We try to design watches that could be described as contemporary reinterpretations of watches from years gone by.
Uniform Wares’ watches were undoubtedly an antidote to the bling wrist statements that immediately preceded them – which were suddenly looking doubly obnoxious in the wake of a global recession. While not quite embodying all-out austerity, the Uniform Wares have little time for extravagance or showiness – they instinctively prefer functional stainless steel or brass to showy silver and gold. It’s a classic example of right place, right time.
“We try to design watches that could be described as contemporary reinterpretations of watches from years gone by. There are aesthetic elements of traditional horology that will always remain beautiful but we feel that an element of reduction and reinterpretation is needed to create a watch that is relevant for today,” says Fowles.
At the heart of all of Uniform Wares timepieces is a specifically sourced movement, hailing from either Japan or Switzerland, depending on the model. “We always design from the movement out, by picking the best quartz movement we can for our intended retail price point,” says Bek.

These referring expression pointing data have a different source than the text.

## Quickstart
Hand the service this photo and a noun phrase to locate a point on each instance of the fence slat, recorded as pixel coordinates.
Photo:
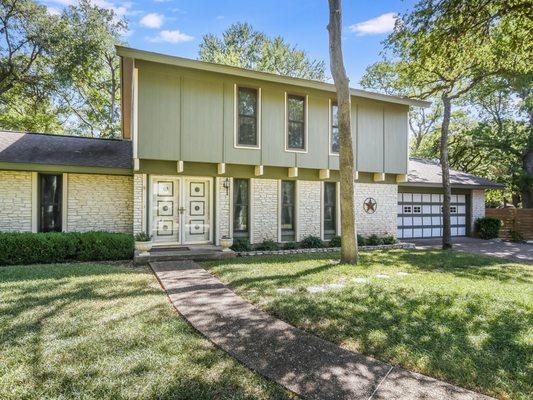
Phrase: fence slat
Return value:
(513, 219)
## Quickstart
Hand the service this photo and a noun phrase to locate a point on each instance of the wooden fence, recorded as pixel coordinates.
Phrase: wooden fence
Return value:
(513, 219)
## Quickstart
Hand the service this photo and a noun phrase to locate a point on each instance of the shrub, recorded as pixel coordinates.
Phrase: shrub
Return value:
(388, 239)
(268, 245)
(290, 246)
(335, 241)
(374, 240)
(143, 237)
(311, 242)
(50, 247)
(241, 244)
(488, 227)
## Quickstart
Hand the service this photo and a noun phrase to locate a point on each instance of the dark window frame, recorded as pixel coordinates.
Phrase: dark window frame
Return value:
(241, 233)
(288, 235)
(255, 117)
(58, 203)
(302, 122)
(332, 127)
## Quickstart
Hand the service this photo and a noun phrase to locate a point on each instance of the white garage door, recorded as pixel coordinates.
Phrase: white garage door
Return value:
(420, 215)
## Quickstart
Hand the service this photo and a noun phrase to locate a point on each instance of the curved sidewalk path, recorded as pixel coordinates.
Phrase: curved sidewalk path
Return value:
(303, 363)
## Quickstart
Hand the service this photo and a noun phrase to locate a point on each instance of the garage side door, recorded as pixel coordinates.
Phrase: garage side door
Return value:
(420, 215)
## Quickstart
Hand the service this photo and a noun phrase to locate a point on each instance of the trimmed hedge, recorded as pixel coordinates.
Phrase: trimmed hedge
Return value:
(41, 248)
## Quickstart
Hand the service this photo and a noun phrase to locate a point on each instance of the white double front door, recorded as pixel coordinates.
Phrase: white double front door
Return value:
(181, 210)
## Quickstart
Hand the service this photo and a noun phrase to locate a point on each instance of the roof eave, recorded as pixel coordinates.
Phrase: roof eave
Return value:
(246, 73)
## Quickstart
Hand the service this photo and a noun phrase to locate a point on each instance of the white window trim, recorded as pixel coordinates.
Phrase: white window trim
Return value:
(330, 130)
(236, 118)
(306, 125)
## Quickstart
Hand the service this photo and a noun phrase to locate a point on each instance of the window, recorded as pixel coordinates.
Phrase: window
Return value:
(334, 128)
(50, 196)
(288, 189)
(241, 207)
(330, 210)
(247, 117)
(296, 122)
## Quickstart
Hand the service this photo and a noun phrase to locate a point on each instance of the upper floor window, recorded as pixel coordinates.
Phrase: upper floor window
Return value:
(295, 122)
(247, 117)
(334, 128)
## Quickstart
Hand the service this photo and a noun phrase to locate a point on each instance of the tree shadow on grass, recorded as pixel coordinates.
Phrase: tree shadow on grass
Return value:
(450, 337)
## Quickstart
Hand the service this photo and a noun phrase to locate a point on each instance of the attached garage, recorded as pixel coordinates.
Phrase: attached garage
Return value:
(420, 201)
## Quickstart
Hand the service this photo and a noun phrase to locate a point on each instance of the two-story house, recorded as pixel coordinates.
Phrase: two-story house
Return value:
(213, 151)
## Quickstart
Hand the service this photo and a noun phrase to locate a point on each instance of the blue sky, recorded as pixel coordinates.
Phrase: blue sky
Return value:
(176, 26)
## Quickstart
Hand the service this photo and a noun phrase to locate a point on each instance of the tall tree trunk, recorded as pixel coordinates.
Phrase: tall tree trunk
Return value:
(347, 170)
(445, 165)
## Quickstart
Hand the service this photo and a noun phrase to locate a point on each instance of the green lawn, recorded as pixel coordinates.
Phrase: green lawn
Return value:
(463, 318)
(89, 331)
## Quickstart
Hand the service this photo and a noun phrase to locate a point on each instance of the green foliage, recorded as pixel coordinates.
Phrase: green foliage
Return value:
(374, 240)
(34, 248)
(488, 227)
(290, 245)
(142, 237)
(242, 46)
(241, 244)
(268, 245)
(311, 242)
(335, 241)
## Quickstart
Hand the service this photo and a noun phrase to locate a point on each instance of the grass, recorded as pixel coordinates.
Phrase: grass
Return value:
(463, 318)
(96, 331)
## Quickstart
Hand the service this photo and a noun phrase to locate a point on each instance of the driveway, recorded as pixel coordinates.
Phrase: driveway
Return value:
(513, 251)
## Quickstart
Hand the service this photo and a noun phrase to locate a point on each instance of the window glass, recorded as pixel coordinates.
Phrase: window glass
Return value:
(296, 122)
(241, 203)
(287, 210)
(50, 196)
(334, 128)
(247, 108)
(330, 209)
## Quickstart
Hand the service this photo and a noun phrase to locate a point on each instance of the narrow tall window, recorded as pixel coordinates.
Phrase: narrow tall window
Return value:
(50, 207)
(334, 128)
(247, 110)
(288, 211)
(330, 210)
(296, 122)
(241, 208)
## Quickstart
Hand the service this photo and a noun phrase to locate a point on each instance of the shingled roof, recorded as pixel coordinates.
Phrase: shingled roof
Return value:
(428, 173)
(38, 148)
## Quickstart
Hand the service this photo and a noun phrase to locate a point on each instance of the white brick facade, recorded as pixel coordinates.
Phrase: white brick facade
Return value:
(265, 200)
(477, 208)
(100, 203)
(309, 209)
(15, 201)
(383, 221)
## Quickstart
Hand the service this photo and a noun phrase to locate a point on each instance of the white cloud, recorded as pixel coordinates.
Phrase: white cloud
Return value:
(171, 37)
(375, 26)
(152, 20)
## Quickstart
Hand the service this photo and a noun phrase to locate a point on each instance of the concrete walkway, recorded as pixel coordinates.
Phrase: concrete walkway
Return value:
(303, 363)
(513, 251)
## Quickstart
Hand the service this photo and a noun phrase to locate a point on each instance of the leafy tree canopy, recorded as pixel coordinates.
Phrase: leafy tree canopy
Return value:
(242, 46)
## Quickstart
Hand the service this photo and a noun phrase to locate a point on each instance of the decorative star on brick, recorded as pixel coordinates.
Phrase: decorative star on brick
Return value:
(370, 205)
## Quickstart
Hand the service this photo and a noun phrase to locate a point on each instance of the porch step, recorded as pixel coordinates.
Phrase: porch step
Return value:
(181, 254)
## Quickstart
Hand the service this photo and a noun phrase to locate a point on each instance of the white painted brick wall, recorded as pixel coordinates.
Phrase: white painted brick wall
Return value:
(383, 221)
(477, 206)
(15, 201)
(100, 203)
(309, 208)
(264, 210)
(224, 205)
(139, 202)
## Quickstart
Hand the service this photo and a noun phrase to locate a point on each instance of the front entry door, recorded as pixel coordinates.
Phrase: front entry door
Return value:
(181, 210)
(165, 210)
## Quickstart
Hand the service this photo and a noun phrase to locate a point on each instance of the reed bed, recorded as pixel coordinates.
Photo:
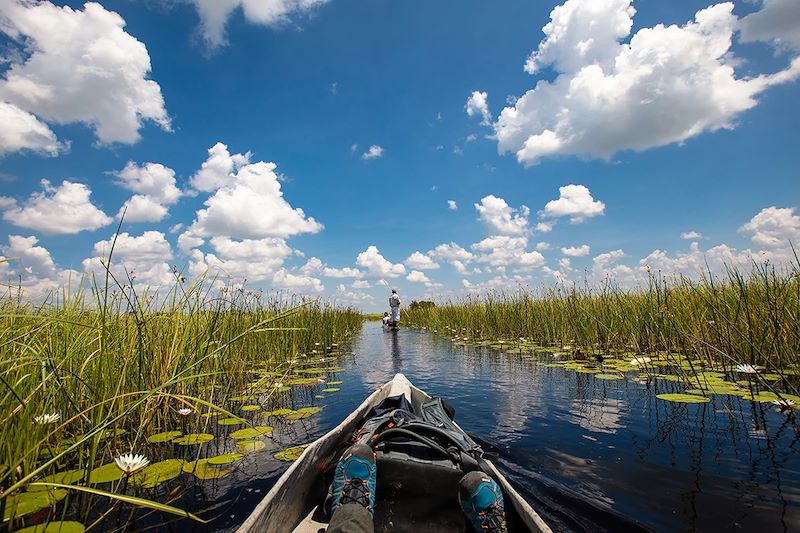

This pragmatic approach makes perfect sense; the 300 Series model is top of their range, retailing at £490. At the heart of the timepiece is a Swiss made ETA, 23 jewel movement featuring timing precision to 1/10 second. The 300 Series was designed to emphasise the elegantly balanced symmetry of this classic chronograph complication. This model features an aircraft grade 42mm 316L stainless steel case in either, PVD Matt Black, PVD Brass, or Satin Brushed Steel finishes.
For comparison, their entry level 100 Series wristwatch sells for £110. It features the same construction and attention to detail as the upscale models using the same aerospace grade 316L stainless steel, but the movement is precision Japanese Quartz as opposed to Swiss.
“We believe in the strength and longevity of our products and I think it’s testament to the 100 Series design that people bought into what we believed to be a product that was refreshing in its simplicity and wear-ability,” says Bek. “We owe our loyal customers ‘a big’ thanks for getting behind the brand from the very beginning.”
The duo have repaid their customers with reverence. Instead of cashing in on demand, supply has been regulated; Uniform Wares has full control over the outlets who stock their products – effectively safeguarding their brand’s integrity and perceived cool (an increasingly ephemeral notion in today’s accelerated marketplace).
“We don’t want to dilute the brand and we want our product to be sold in the best stores where the retailer will get behind the brand and take pride in their product selection.” Says Bek. “We care and we think our retailers should too.”